A short distance from Dorothy and Peter’s pottery display, Marcus Knox (known as ‘Vikash’ to his yogi friends) lays out his beautifully crafted necklaces and bracelets. A single rose bud adorns the lap of the Buddha that serves as his centerpiece. Marcus makes his beads from rose petals (hence the term rosary) in a converted goat-shed studio so overgrown with wild roses and blackberries that his most frequent visitors are swallowtail butterflies and deer.
Visitors pick up on that. John Stasiuk, who with a group of eight has come by boat from Nanaimo, says, “We’ve been coming here for years. It’s the market and the people that draw us, the island’s remarkable lifestyle and its natural beauty.” Salt Spring’s market runs from about 8 a.m. to 4 p.m. on Saturdays from April 7 to October 27 in 2007.
A bit of history . . .
In spite of Salt Spring’s growing and changing population, from farmers, fishermen, loggers and hippies to retirees and wealthy cottagers from “away,” the personality of the Saturday Market has remained relatively stable in the past 15 years.
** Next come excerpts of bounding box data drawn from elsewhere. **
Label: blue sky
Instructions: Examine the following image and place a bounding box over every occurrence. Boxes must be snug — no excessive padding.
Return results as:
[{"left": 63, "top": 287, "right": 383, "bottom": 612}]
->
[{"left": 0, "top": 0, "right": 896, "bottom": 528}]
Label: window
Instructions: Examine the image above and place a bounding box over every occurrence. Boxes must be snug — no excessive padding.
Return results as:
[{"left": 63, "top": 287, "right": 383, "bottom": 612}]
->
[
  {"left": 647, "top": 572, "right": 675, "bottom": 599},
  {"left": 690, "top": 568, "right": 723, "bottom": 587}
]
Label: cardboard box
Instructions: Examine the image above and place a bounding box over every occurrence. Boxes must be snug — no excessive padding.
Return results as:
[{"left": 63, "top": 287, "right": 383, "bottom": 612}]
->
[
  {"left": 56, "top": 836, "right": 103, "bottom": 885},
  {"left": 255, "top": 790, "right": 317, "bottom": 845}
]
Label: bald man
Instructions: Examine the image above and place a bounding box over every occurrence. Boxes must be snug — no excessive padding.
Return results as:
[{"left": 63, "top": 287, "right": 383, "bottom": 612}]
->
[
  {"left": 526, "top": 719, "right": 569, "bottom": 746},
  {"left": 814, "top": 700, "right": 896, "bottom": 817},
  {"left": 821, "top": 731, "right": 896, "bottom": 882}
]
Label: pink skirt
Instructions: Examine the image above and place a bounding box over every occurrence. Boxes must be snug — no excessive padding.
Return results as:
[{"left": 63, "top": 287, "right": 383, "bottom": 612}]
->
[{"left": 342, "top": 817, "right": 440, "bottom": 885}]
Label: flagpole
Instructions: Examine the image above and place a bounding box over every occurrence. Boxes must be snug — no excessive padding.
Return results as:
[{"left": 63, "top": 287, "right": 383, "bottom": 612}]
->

The island’s Parks and Recreation Commission regulates the market because it takes place on local park property. In 1992, the commission created a system limiting permits to Salt Spring residents who must “make, bake or grow” their wares, and assigning guaranteed space to vendors with a certain amount of tenure. When introduced, the new regulations created resentment — islanders hate rules! — and some vendors moved to less regulated venues. Now, most agree that the changes were necessary. They eliminated parking-lot scuffles over “best spots” and tables full of yard sale knick-knacks.
Even when in 2006 a bylaw was passed banning dogs from the market, howls of protest were few.
OTHER GULF ISLANDS MARKETS
Salt Spring’s Saturday market isn’t the only game in town through the summer.
The Tuesday farmers market sets up in the Ganges United Church meadow off Hereford Avenue from July through October.
Also on Salt Spring, a south-end marketplace sometimes sets up next to the Fulford Inn on summer Sundays in 2007.
North Pender Island holds a Saturday market at its community hall.
Saturna Island’s Saturday market is at the community hall.
The Saturday market on Mayne Island sets up at the agricultural hall in Miners Bay.
Gabriola Island holds a farmers market on Saturday mornings at the agricultural hall across from the post office, and a Sunday market at Silva Bay.